Wednesday, 1 March 2017

Statue Stolen from Berlin Store Turns up in UK


 A late sixth or early fifth century BC Etruscan bronze statuette portraying a warrior with lance and helmet entered Berlin’s state collection in 1860 and was exhibited along with other ancient bronze objects for some eighty years in Berlin's Altes Museum. On the outbreak of the War in 1939 to protect it from bomb damage it was packed and stored in a secure location. Unfortunately it was one of a number of objects stolen in the chaotic aftermath of the Fall of Berlin in 1945. At the end of the war 'some of these storage places were unprotected and there were incidents of theft by civilians and Allied personnel', according to Martin Maischberger, the deputy director of Berlin State Museums’ antiquities collection. This story does however have a happy end, due to the sharp eyes of an unnamed member of the staff of the British Museum which seems to be playing an increasing role as the watchdog of the British antiquities market (Catherine Hickley, 'Ancient bronze statuette lost after the Second World War returns to Berlin' The Art Newspaper 1 March 2017).:
The bronze was part of an English private collection and sold at auction in 2015. It was later consigned to the London art dealership Oliver Forge and Brendan Lynch Ltd.

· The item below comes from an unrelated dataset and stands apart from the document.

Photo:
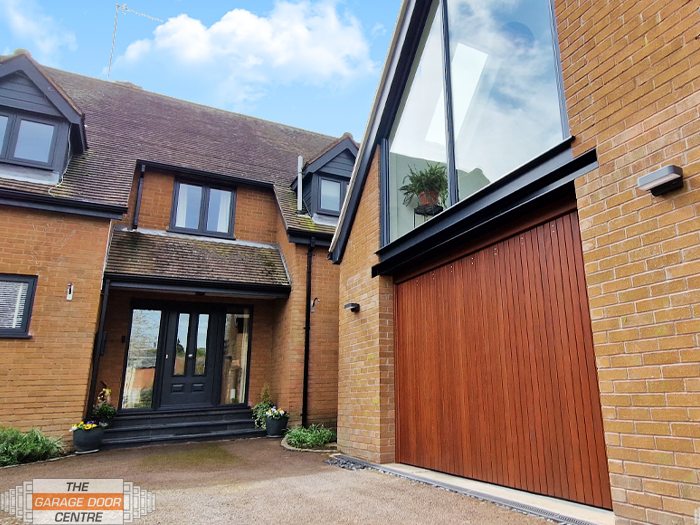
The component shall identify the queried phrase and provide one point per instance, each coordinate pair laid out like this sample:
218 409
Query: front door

After Forge consulted an expert at the British Museum who identified the statuette as missing from the Berlin antiquities collection, the consigner agreed to return it. Berlin State Museums paid a small fee “as compensation, not the full market value,” Maischberger says. 
Unfortunately, this was not an isolated theft from the museum stores, there are many more conflict antiquities out there from the same source. The Berlin collections are still missing thousands of pieces that disappeared at the end of the Second World War. A few years ago I blogged about an Assyrian gold plaque  in the private hands of the Flamenbaum family in America.(this eventually was apparently rather gracelessly returned after a long court battle). Some objects plundered from the Berlin collections have ended up in Russian museums. The arts newspaper article also notes that:
A partner warrior bronze that also vanished after the war has been located in the university museum in Bochum in western Germany. The Berlin antiquities collection is in talks to recover it, Maischberger says.